EATextUtil

Introduction

EATextUtil is a collection of string utilities that are of a higher-level nature than those found in the C runtime library or our EAString module. EASTL/string.h and EASTL/algorithm.h contain C++/STL variations of functions that are similar to the C runtime library functions, but which are generally more powerful and flexible than the C functions while usually being more efficient.

All functions in EATextUtil are present in char8_t versions and char16_t versions, and assume UTF8 and UCS2 Unicode encoding respectively. Recall that these encodings are backward-compatible with ASCII and so will work for most or all of the text that you give them.

Each of the functions comes in a version that doesn't allocate any memory but instead uses user-supplied memory in-place. In a few cases, there are String versions that will allocate memory if they need to increase the size of the user-supplied string.

Here's a brief summary of the functions currently found in EATextUtil.
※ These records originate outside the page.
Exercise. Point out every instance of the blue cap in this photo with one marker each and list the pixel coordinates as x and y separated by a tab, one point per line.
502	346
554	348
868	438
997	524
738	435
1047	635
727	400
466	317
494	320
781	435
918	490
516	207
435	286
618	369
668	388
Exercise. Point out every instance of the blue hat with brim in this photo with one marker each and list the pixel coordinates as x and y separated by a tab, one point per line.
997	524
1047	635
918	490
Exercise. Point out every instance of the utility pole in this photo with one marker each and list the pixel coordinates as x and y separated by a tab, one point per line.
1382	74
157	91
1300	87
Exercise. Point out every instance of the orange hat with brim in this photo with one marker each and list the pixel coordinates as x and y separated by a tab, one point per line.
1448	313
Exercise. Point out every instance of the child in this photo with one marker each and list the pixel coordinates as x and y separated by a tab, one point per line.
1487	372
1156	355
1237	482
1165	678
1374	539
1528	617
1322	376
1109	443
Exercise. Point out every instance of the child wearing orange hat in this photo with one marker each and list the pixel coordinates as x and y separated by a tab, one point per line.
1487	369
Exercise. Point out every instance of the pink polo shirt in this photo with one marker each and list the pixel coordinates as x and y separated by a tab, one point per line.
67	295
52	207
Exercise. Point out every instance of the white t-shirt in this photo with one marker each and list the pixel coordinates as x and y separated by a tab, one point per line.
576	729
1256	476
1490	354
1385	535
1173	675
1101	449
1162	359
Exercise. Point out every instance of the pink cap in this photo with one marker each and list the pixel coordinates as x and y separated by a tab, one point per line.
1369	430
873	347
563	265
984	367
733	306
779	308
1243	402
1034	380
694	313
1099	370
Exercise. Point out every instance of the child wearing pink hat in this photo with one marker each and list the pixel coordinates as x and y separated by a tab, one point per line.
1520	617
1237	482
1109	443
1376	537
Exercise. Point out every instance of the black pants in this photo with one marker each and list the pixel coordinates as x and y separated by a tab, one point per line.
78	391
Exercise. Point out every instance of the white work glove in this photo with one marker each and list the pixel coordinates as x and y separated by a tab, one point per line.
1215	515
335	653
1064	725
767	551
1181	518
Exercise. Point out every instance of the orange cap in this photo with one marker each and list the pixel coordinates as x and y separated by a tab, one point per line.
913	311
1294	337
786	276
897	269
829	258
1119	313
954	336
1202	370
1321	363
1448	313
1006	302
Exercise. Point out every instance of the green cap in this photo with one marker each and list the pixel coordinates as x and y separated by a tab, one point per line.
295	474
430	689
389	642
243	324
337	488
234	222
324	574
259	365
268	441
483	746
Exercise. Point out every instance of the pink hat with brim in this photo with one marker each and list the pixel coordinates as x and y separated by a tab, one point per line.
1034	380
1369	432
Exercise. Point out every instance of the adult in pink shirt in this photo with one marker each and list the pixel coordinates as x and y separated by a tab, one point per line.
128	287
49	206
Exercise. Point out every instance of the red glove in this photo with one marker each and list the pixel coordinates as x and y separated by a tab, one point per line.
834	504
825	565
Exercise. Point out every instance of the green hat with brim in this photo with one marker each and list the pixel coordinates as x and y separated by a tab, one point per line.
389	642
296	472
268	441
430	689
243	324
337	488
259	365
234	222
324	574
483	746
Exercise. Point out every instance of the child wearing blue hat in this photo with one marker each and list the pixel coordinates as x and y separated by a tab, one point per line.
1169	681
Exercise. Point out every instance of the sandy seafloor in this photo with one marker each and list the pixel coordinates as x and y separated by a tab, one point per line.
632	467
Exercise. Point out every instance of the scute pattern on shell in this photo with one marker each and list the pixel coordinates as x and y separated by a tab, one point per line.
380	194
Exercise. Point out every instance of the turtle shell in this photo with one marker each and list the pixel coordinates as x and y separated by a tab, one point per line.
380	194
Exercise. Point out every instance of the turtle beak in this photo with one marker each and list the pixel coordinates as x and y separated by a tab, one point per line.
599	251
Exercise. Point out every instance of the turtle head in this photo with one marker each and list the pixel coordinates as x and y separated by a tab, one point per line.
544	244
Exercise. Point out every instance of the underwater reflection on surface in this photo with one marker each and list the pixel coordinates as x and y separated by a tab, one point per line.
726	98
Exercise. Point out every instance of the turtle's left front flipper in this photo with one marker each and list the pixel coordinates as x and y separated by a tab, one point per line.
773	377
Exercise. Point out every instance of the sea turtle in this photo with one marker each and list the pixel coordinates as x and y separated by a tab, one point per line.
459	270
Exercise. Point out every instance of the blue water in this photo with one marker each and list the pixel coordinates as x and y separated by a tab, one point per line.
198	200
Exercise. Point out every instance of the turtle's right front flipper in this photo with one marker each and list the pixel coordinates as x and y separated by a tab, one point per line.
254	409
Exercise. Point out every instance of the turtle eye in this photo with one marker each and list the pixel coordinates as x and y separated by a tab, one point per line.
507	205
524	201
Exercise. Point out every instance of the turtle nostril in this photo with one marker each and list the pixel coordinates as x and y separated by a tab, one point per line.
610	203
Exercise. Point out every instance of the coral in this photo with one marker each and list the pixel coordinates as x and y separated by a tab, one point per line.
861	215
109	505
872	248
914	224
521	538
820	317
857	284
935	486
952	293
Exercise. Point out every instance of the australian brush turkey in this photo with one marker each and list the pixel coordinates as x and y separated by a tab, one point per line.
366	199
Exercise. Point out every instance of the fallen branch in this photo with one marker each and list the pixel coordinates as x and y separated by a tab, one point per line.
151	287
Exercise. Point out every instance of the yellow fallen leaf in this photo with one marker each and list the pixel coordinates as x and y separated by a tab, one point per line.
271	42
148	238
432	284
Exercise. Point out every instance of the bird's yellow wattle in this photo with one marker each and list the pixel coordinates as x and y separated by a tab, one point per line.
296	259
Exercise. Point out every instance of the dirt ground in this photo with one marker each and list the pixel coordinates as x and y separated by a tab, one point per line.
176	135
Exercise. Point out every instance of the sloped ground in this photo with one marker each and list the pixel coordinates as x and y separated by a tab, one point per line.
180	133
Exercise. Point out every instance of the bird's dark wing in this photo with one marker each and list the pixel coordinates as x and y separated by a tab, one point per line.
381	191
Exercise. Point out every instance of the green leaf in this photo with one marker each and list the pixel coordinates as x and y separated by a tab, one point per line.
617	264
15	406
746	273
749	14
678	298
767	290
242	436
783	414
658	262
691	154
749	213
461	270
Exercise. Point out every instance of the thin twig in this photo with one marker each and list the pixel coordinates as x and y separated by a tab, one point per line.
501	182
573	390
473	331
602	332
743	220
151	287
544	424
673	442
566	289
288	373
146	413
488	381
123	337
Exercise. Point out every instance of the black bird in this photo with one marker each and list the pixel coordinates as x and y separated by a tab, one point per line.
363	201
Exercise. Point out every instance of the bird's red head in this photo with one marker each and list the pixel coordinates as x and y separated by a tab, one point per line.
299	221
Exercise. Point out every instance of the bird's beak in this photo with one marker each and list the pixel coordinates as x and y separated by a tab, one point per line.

We use char_t in the declarations below to refer to both char8_t and char16_t; there are thus two versions of each function.

bool WildcardMatch(const char_t* pString, const char_t* pPattern, bool bCaseSensitive);
 
bool ParseDelimitedText(const char_t*  pText,  const char_t*  pTextEnd,  char_t cDelimiter, 
                        const char_t*& pToken, const char_t*& pTokenEnd, const char_t** ppNewText);
  
const char_t* GetTextLine(const char_t* pText, const char_t* pTextEnd, const char_t** ppNewText);
 
bool SplitTokenDelimited(const char_t* pSource, size_t nSourceLength, char_t cDelimiter, 
                         char_t* pToken, size_t nTokenLength, const char_t** ppNewSource = NULL);
bool SplitTokenSeparated(const char_t* pSource, size_t nSourceLength, char_t cDelimiter, 
                         char_t* pToken, size_t nTokenLength, const char_t** ppNewSource = NULL);

void ConvertBinaryDataToASCIIArray(const void* pBinaryData, size_t nBinaryDataLength, char_t* pASCIIArray);
bool ConvertASCIIArrayToBinaryData(const char_t* pASCIIArray, size_t nASCIIArrayLength, void* pBinaryData);
 
int BoyerMooreSearch(const char8_t* pPattern, int nPatternLength, const char8_t* pSearchString, int nSearchStringLength, 
                     int* pPatternBuffer1, int* pPatternBuffer2, int* pAlphabetBuffer, int nAlphabetBufferSize);

We will proceed to address each of the above functions.

WildcardMatch

bool WildcardMatch(const char16_t* pString, const char16_t* pPattern, bool bCaseSensitive);
bool WildcardMatch(const char8_t*  pString, const char8_t*  pPattern, bool bCaseSensitive);

These functions match source strings to wildcard patterns like those used in file specifications. '*' in the pattern means match zero or more consecutive source characters. '?' in the pattern means match exactly one source character. Multiple * and ? characters may be used. Two consecutive * characters are treated as if they were one. Here are some examples:

Source Pattern Result
abcde *e true
abcde *f false
abcde ???de true
abcde ????g false
abcde *c?? true
abcde *e?? false
abcde *???? true
abcde bcdef false
abcde *????? true

Example usage:

bool result = WildcardMatch("Hello world", "hello*", false);       // result becomes true
bool result = WildcardMatch("Hello world", "hello?", false);       // result becomes false
bool result = WildcardMatch("Hello world", "Hello??orld", true);   // result becomes true
bool result = WildcardMatch("Hello world", "*Hello*world*", true); // result becomes true

ParseDelimitedText (iterative version)

bool ParseDelimitedText(const char16_t* pText, const char16_t* pTextEnd, char16_t cDelimiter, 
                        const char16_t*& pToken, const char16_t*& pTokenEnd, const char16_t** ppNewText);

bool ParseDelimitedText(const char8_t* pText, const char8_t* pTextEnd, char8_t cDelimiter, 
                        const char8_t*& pToken, const char8_t*& pTokenEnd, const char8_t** ppNewText);

Given a line of text (e.g. like this:)

342.5, "This is a string", test, "This is a string, with a comma"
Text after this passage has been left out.